America is a very materialistic society. Our culture is all about the acquisition of bigger and better, all-new, super-fantastic, wiz-bang stuff. We are trained from birth to be consumers and, if we want to really be successful, inventors of the “next big thing.” Our culture worships youth and disposes of the old. It worships youth so much that our laws are willing to sacrifice the next generation of young so as not to inconvenience the current generation of youth. America no longer has any cultural reverence for the wisdom of age like we see in many other cultures.
The world has passed through the Post-Christian age and, as it enters the Anti-Christian age, the hunger for stuff has replaced any understanding of the acquisition of virtue. You may have seen the bumper sticker that reads, “The one who dies with the most toys wins.” Wins what? He’s still dead. Then what?

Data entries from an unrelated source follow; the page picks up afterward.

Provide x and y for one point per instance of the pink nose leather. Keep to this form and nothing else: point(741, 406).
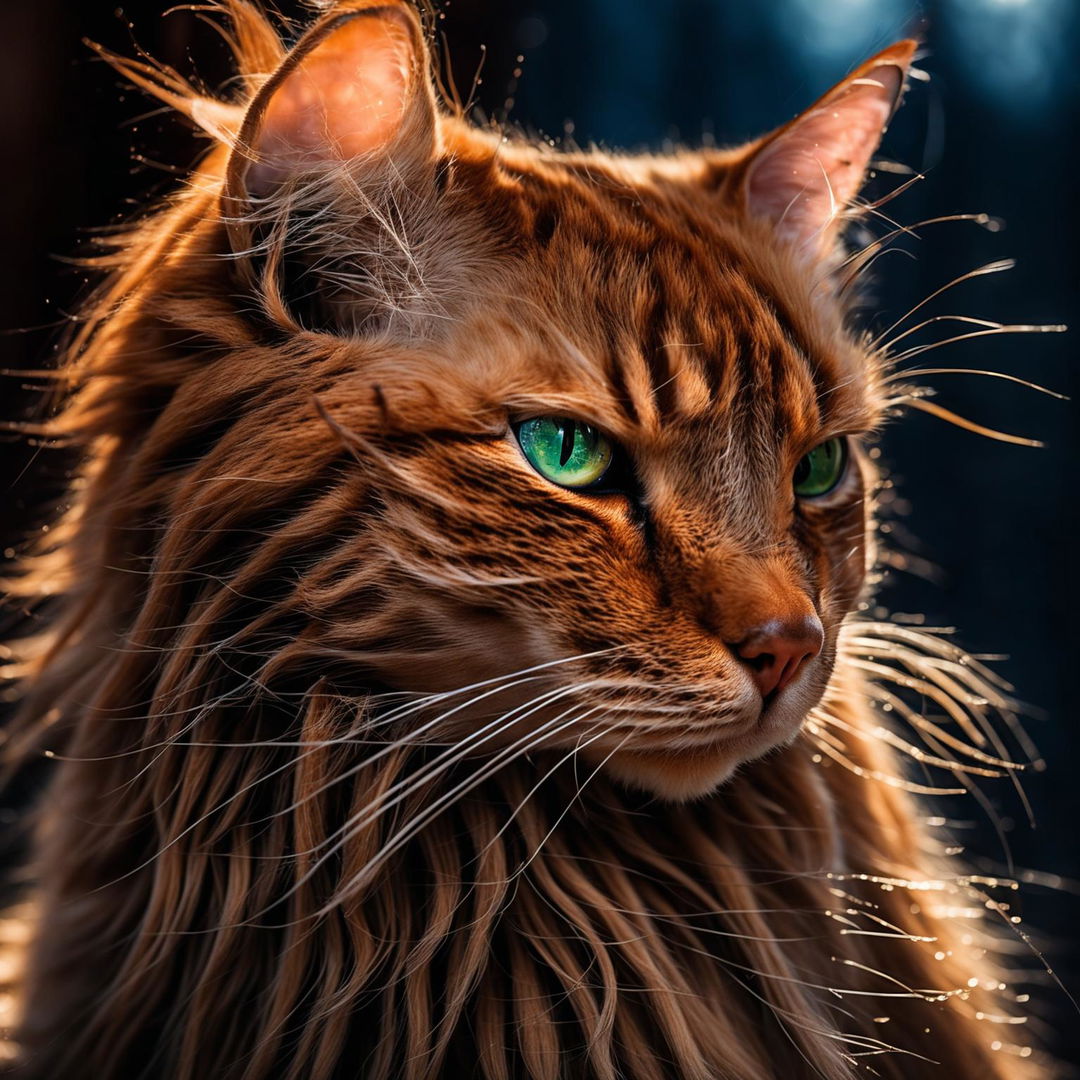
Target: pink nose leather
point(777, 651)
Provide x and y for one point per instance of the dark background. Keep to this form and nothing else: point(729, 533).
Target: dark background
point(993, 526)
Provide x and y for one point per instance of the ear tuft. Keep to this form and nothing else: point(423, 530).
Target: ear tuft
point(805, 175)
point(347, 91)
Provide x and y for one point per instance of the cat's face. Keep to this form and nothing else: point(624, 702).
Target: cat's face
point(607, 409)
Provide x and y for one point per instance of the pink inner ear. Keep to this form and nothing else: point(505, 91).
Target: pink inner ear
point(346, 98)
point(811, 172)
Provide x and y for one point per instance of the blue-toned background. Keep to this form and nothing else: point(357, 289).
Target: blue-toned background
point(994, 527)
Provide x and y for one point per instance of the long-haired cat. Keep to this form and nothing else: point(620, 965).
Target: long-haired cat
point(453, 667)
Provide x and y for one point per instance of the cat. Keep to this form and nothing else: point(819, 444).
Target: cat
point(456, 666)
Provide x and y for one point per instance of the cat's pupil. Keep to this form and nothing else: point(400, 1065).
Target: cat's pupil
point(569, 437)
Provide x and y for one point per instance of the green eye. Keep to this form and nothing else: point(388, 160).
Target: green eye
point(566, 451)
point(822, 469)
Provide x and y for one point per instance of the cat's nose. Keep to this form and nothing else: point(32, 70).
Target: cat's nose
point(775, 651)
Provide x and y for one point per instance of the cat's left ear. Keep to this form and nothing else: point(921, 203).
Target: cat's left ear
point(804, 176)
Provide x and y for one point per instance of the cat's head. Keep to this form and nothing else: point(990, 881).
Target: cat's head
point(602, 483)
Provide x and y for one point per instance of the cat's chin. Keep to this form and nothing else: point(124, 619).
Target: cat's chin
point(676, 777)
point(682, 774)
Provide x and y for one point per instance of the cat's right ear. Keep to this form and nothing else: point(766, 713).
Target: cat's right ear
point(354, 92)
point(804, 177)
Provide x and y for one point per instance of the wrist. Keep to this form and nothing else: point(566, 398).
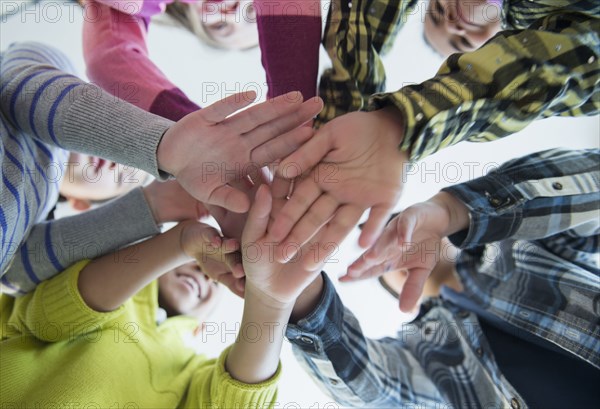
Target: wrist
point(457, 212)
point(308, 301)
point(266, 302)
point(165, 154)
point(391, 118)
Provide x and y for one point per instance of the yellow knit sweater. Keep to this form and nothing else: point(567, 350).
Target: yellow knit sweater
point(57, 352)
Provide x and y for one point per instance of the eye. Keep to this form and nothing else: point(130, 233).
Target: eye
point(466, 42)
point(220, 26)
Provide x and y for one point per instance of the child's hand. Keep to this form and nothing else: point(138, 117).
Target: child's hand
point(360, 168)
point(278, 285)
point(209, 148)
point(217, 257)
point(412, 241)
point(169, 202)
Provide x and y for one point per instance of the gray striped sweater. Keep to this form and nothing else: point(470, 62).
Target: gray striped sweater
point(46, 111)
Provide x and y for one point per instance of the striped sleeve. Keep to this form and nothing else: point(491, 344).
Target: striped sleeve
point(533, 197)
point(57, 108)
point(51, 247)
point(549, 69)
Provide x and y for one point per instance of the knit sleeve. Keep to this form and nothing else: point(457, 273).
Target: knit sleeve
point(56, 312)
point(212, 387)
point(53, 245)
point(117, 59)
point(290, 36)
point(45, 100)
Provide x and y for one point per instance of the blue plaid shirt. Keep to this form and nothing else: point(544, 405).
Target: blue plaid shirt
point(530, 259)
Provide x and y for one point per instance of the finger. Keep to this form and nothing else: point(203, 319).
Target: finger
point(280, 190)
point(336, 231)
point(374, 271)
point(306, 192)
point(281, 146)
point(229, 198)
point(315, 218)
point(374, 225)
point(413, 288)
point(232, 261)
point(265, 112)
point(220, 110)
point(295, 117)
point(307, 156)
point(232, 283)
point(258, 218)
point(405, 226)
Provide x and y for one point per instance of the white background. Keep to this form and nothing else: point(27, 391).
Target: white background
point(195, 67)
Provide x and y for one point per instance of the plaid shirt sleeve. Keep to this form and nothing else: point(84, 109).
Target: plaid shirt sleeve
point(544, 64)
point(548, 69)
point(355, 38)
point(355, 370)
point(533, 197)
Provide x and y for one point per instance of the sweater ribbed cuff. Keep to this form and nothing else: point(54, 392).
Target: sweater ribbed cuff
point(235, 394)
point(62, 313)
point(106, 126)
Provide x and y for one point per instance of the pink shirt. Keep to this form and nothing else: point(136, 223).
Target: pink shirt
point(117, 57)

Generally our society doesn’t even want to consider “what then.” We want it all and we want it now. If all of life is about more and more stuff, power, ambition and pleasure, then naturally you don’t want to think about what comes after. Death marks the end of our existence and our ambitions. It is the ultimate defeat and proof that life is meaningless. We don’t want to think about that. It’s really just so terrifying that denial seems like a valid option.
If losing everything twice in a decade taught Elizabeth and me anything, it was that “it’s just stuff.” It is not at all what is important in life. As Christians our entire life is, or should be, in preparation for our death and judgment. To the Christian death is a defeated enemy. This is the Gospel, the Good News of Jesus Christ. Death is conquered by the life giving death of Christ on the Cross. By his resurrection from the realm of the dead, Christ destroyed the power of death and transformed our death from ultimate annihilation to eternal life in peace, joy and love.
The Saints teach us to keep the remembrance of our own death on the very tip of our nose, always right in front of our face. Imagine how different the world would be if everyone was able to do that. The constant remembrance of death is a very sobering and important practice according to the Saints. They universally teach that the antidote for the fear of death is the fear of sin. If we were even half as afraid of sinning as we are of dying, we would not sin and therefore would have no fear of death and judgment.